En esta prolongada historia de congresos desdichados es donde hay que encontrar la explicación del ambiente extraordinariamente relajado e incluso festivo que está reinando en los congresos de este año. No se trata solamente de la alegría por la recuperación de la confianza de los ciudadanos para dirigir políticamente el país, sino del alivio de haber escapado por los pelos de una situación que hubiera podido convertirse no ya en dificílmente manejable sino en imposible de manejar. Lo que José María Aznar dice en su último libro acerca de que no contemplaba ni un solo escenario en el que el PSOE pudiera recuperar el Gobierno de la nación no estaba lejos de lo que rondaba por la mente de muchos socialistas. Buena parte de los socialistas se habían instalado en la derrota. Se había impuesto en el interior del partido socialista una suerte de resignación, que dificultaba que pudiera competir adecuadamente con el PP para poder derrotarlo. Quebrar ese espíritu de resignación ha sido tal vez el mayor de los méritos de José Luis Rodríguez Zapatero. Su optimismo, su confianza en la victoria, incluso en las circunstancias más adversas, léase pérdida de la Comunidad de Madrid por la traición de Tamayo y Saéz, han sido de las cosas políticamente más llamativas que se han producido desde la transición. Ningún dirigente político en circunstancias tan adversas ha sido capaz de motivar a los militantes de su partido hasta convencerlos de que la victoria es posible. La depresión por la que pasó el PSOE tras la derrota de 1979, que se expresó en el Congreso del "marxismo", que estuvo a punto de acabar con el liderazgo de Felipe González, se superó, por decirlo de alguna manera, desde fuera, como consecuencia del 28-F y del desmoronamiento de UCD. La falta de confianza de José María Aznar en poder derrotar a Felipe González le llevó incluso a ofrecer a Jordi Pujol que encabezara la representación de todo el centro derecha español. Tuvo que ponerse en marcha todo lo que se puso en marcha entre 1993 y 1996 para que José María Aznar pudiera llegar a la presidencia del Gobierno.

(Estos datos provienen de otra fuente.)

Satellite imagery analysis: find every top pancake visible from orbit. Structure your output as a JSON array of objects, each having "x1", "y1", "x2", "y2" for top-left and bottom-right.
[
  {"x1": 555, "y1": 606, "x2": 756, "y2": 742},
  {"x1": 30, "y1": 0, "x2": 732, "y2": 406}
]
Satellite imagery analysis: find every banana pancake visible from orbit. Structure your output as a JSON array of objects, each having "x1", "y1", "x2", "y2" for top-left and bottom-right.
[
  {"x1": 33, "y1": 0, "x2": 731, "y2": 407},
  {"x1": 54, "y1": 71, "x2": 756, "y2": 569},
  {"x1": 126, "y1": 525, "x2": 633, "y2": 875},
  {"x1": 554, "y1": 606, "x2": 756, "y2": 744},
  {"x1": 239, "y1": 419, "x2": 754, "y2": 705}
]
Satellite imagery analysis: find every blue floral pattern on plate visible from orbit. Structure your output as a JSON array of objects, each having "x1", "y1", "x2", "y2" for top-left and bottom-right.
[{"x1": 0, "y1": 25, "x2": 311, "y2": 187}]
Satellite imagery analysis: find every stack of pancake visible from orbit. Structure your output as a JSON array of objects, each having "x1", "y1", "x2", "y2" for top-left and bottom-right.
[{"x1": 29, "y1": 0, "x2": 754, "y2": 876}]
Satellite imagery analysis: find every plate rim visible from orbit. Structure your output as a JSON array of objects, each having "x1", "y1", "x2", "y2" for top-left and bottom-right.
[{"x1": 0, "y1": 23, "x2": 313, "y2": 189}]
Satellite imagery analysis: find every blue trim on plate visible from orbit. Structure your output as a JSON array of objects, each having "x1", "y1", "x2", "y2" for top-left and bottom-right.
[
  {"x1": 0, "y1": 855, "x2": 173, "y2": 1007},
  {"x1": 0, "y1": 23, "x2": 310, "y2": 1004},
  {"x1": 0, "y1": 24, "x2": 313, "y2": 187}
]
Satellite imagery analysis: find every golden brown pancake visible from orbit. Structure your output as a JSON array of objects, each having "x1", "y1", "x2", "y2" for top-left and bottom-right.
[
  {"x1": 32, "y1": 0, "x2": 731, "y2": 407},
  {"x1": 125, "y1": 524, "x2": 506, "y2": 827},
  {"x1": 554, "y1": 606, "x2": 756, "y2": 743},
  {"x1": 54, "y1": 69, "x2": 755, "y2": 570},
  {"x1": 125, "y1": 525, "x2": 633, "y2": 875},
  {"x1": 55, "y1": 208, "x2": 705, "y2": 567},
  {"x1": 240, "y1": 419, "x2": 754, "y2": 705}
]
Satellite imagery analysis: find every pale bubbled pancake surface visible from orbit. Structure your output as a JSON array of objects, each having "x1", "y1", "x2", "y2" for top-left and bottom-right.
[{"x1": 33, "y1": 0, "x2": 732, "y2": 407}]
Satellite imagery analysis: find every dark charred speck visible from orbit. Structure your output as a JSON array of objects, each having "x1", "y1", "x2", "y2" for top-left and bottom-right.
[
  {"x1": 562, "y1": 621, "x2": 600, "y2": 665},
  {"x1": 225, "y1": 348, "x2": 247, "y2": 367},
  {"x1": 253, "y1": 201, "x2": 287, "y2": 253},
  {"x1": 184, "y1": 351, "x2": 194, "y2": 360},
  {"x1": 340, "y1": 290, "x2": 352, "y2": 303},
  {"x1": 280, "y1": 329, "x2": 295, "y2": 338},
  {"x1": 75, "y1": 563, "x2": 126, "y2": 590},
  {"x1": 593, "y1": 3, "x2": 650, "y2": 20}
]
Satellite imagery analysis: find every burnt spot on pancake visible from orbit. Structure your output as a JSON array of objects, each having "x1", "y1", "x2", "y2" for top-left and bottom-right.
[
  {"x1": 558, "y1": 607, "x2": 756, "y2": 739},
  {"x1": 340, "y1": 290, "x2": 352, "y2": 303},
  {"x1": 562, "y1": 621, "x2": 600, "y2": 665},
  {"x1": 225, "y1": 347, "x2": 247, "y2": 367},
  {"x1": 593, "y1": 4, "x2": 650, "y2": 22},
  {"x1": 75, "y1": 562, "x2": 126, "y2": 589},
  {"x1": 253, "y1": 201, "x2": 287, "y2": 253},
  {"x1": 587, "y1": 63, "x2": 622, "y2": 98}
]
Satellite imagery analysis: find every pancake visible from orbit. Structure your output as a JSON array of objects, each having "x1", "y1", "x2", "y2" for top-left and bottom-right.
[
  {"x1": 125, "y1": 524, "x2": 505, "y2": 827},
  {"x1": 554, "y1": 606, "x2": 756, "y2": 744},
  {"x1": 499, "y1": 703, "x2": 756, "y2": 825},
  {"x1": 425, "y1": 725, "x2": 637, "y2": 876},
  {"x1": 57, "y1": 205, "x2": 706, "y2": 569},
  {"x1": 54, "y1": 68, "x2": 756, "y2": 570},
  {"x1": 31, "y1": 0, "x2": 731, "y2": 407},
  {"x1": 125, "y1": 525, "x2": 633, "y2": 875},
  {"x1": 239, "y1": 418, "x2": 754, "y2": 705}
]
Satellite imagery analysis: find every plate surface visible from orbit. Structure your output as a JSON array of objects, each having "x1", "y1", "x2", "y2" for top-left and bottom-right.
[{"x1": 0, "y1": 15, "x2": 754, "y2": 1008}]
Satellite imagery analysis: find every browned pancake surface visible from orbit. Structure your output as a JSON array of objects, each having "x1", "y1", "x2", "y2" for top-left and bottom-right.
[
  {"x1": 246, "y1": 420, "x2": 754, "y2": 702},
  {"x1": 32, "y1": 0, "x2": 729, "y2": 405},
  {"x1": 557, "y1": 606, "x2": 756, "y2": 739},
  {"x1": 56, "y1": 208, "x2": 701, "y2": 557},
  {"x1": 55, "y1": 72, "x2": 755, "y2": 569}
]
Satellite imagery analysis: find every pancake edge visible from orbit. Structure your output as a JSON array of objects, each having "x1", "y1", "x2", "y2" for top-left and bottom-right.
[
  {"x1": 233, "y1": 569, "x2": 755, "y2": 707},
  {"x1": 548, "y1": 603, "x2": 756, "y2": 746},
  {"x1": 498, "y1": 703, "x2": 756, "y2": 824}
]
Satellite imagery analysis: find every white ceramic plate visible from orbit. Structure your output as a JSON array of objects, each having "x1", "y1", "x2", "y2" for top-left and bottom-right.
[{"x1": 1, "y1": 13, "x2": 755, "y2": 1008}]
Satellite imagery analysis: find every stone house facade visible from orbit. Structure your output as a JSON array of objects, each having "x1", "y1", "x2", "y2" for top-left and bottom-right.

Este optimismo del actual secretario general del PSOE es el que ha acabado contagiando a todo el partido, que además necesitaba darse un homenaje a sí mismo después de tanto sufrimiento acumulado durante los últimos quince años. Eso es lo que ocurrió hace quince días en Madrid y es lo que ha ocurrido esta semana en Granada. Congresos felices en grado superlativo y, justamente por eso, congresos sin historia.